CHANDLER, JOHN (1700–1780), apothecary, was for many years a partner with Messrs. Smith & Newsom as apothecaries in King Street, Cheapside. He published in 1729 'A Discourse concerning the Smallpox, occasioned by Dr. Holland's Essay,' and in 1761 'A Treatise on the Disease called a Cold.'

[Gent. Mag. 1780. l. 591.]

G. T. B.

CHANDLER, J. W. (fl. 1800), portrait painter, a natural son of Lord Warwick, worked in London towards the end of the last century. About 1800 he was invited to Aberdeenshire, where he painted a good many portraits. Afterwards he settled in Edinburgh. He indulged freethinking speculations, was melancholic, and attempted to kill himself. He was unsuccessful, however, and died under confinement 'about 1804-5,' being then less than thirty years old. He was considered a promising painter. From 1787 to 1791 he exhibited ten portraits at the Royal Academy. A portrait by Chandler of Lord St. Helens was engraved in mezzotint by William Ward, A.R.A. 'His works are little known, and such as may be seen are stiff, weakly painted, and do not sustain the character of talent.'

[Redgrave's Dict. of Eng. School ; Graves's Dict. of Artists.]

E. R.

CHANDLER, MARY (1687–1745), poetess, born at Malmesbury, Wiltshire, in 1687, was the eldest daughter of Henry Chandler, a dissenting minister, afterwards settled at Bath, her mother having been a Miss Bridgman of Marlborough, and one of her brothers being Dr. Samuel Chandler [q. v.] In her youth her spine became crooked, and her health suffered, yet she set up a shop in Bath about 1705, when not yet out of her teens, and enlivened her hours by writing rhyming riddles and poems to friends (ib. p. 353), and by reading poetry. The neighoouring gentry had her to visit them, among them being Mrs. Boteler, Mrs. Moor, Lady Russell, and the Duchess of Somerset. She was asked so frequently for copies of her verses that she at last resolved to print them. She was permitted to inscribe her book to the Princess Amelia. Swift's Mrs. Barber was her literary friend and neighbour, and she was also a friend of Elizabeth Rowe. Her volume is called 'A Description of Bath,' and going speedily through two editions, a third was issued m 1736, a fourth in 1738, and a fifth in 1741. A wealthy gentleman of sixty, struck with one of her poems, travelled eighty miles to see her, and, after buying a pair of gloves of her, offered to make her his wife, Miss Chandler turned the incident into verse, and a sixth edition of her book being called for in 1744, it appeared with a sub-title, 'To which is added a True Tale, by the same Author.' Soon afterwards Miss Chandler was able to retire from business; and she commenced a poem 'On the Attributes of God,' but this was never finished, for she died on 11 Sept. 1745.

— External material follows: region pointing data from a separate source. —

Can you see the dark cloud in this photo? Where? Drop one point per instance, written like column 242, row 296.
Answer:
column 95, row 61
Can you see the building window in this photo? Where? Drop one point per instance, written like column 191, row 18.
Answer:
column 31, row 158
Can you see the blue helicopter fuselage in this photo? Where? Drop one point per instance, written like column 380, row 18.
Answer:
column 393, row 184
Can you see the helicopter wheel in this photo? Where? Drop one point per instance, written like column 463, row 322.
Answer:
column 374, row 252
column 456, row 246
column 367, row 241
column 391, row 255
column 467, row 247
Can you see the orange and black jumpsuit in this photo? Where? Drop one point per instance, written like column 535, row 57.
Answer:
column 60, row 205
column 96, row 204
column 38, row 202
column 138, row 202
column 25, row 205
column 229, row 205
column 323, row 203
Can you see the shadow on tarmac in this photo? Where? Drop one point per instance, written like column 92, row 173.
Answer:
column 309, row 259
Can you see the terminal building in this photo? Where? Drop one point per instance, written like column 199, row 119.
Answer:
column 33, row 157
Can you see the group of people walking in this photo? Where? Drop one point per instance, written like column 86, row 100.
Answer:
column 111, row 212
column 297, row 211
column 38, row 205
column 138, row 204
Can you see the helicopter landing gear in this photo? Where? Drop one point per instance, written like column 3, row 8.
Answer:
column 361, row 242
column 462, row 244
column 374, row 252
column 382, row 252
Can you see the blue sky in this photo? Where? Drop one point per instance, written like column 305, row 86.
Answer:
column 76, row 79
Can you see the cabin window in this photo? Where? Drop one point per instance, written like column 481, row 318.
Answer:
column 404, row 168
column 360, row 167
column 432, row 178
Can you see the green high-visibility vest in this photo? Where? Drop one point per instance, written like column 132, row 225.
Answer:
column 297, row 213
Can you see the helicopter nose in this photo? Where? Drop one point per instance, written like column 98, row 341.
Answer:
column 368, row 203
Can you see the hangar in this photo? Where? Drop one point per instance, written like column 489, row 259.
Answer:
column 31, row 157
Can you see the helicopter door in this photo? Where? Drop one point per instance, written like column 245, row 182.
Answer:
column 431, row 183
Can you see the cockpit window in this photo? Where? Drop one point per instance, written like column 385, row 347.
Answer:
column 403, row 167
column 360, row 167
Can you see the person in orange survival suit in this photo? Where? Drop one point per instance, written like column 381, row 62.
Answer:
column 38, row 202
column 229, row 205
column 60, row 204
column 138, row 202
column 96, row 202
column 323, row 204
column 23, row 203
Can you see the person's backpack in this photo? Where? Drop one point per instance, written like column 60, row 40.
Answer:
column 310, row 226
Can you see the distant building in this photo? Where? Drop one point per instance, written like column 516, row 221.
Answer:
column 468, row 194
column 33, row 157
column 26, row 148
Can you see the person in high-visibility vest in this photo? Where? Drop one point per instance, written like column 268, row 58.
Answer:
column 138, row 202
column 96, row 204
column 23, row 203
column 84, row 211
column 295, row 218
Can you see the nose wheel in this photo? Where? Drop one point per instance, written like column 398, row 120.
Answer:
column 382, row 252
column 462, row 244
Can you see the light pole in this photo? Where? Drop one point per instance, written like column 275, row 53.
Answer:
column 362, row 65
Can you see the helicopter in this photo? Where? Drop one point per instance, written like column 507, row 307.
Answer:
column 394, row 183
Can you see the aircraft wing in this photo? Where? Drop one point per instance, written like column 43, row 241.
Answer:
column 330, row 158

A seventh edition of her poems was issued in 1755, and an eighth in 1767. She dedicated her book to her brother John, and her 'Life,' in Theophilus Cibber's 'Lives of the Poets,' was written by her brother Samuel.

[Th. Cibber's Poets, v. 345-63; Nichols's Lit. Anecd. v. 304, 308; Mary Chandler's Description of Bath, 3rd ed. 1736, p. 21 et seq., and 6th ed. 1744, pp. 79-84.]

J. H.

CHANDLER, RICHARD (d. 1744), printer and bookseller in partnership with Cæsar Ward, carried on business in London (at the Ship, just without Temple Bar), in York (Coney Street), and in Scarborough. In 1737 they issued an octavo catalogue of twenty-two pages descriptive of books sold and published by them. The firm became the proprietors in 1739 of the printing business of Alexander Staples of Coney Street, and of the 'York Courant,' which was subsequently edited and published by Ward alone. Among the books printed by them at York were: 'The Trial of the Notorious Highwayman Richard Turpin at York Assizes, on the 22nd day of March 1739,' 1739, 8vo; 'Neuropathia, autore Milcolumbo Flemyng, M.D.' 1740, 8vo; 'Reliquiæ Eboracenses, per H[eneage] D[ering], Ripensem,' 1743, 8vo, and a few others. They also published : 'A General Dictionary, Historical and Critical,' 1734-41, 10 vols, folio; 'A New Abridgement of the State Trials to 1737,' folio; 'Jus Parliamentarium by Wm. Petyt,' 1739, folio, and other works of less importance.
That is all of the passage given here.